Ja, Sexismus könnte verziehen werden, aber nur wenn man wirklich öffentlich zu seinen Fehlern steht. Und eine echte Fehlerkultur würde nicht bei Mischke selbst aufhören. Sie würde mit einbeziehen, dass der Sender, die Einsetzung von Mischke als neuen Moderator und auch die Signalwirkung davon überdenkt. Zumindest hier bleibt vielleicht noch ein Rest Hoffnung, denn wir erinnern uns: Dem ÖRR ist es durchaus möglich, Personen des öffentlichen Lebens wegen (vermeintlich) problematischer Aussagen oder wegen problematischen Verhaltens den Job zu streichen.

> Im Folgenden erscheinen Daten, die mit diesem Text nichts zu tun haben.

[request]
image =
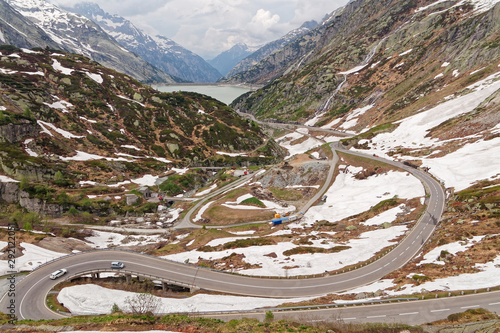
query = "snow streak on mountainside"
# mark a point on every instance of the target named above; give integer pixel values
(158, 50)
(225, 61)
(74, 33)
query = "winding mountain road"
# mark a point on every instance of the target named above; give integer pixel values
(32, 290)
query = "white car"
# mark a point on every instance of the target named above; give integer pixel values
(117, 264)
(58, 273)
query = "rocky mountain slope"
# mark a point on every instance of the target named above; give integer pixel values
(393, 57)
(159, 51)
(63, 113)
(248, 74)
(73, 33)
(225, 61)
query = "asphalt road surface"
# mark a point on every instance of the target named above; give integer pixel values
(32, 290)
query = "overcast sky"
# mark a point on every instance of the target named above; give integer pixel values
(208, 27)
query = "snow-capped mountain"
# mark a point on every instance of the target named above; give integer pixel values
(160, 51)
(225, 61)
(77, 34)
(15, 29)
(271, 47)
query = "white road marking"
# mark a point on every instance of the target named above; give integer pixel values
(381, 316)
(440, 310)
(408, 313)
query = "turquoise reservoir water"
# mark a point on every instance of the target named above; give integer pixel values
(225, 94)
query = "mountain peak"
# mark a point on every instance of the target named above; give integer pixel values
(158, 50)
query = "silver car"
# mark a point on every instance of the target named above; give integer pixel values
(58, 273)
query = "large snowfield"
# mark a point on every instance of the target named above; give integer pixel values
(93, 299)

So erst 2024 bei Sebastian Hotz beim rbb passiert, weil dem Sender seine Tweets zum Attentat auf Trump nicht passten. Oder bei der Journalistin Nemi El-Hassan, die „Quarks“ 2021 nicht moderieren durfte, weil sie sich 2014 auf einer Israel-feindlichen Al-Quds Demo war. Ein moderner öffentlich-rechtlicher Rundfunk müsste eine klare Position gegen Sexismus finden und nach dieser handeln. Gleichzeitig liegt es an uns allen, den Druck aufrechtzuerhalten. Gisèle Pelicot hat es uns gesagt: „Die Scham muss die Seite wechseln“. Das Ausmaß von Mischkes Verhalten vor Anlaufen der Sendung in einer großangelegten Recherche aufzuzeigen, ist mehr als ein guter Anfang dafür. Hoffen wir, dass die Wellen des Aufschreis auch noch bei der ARD zu hören sind.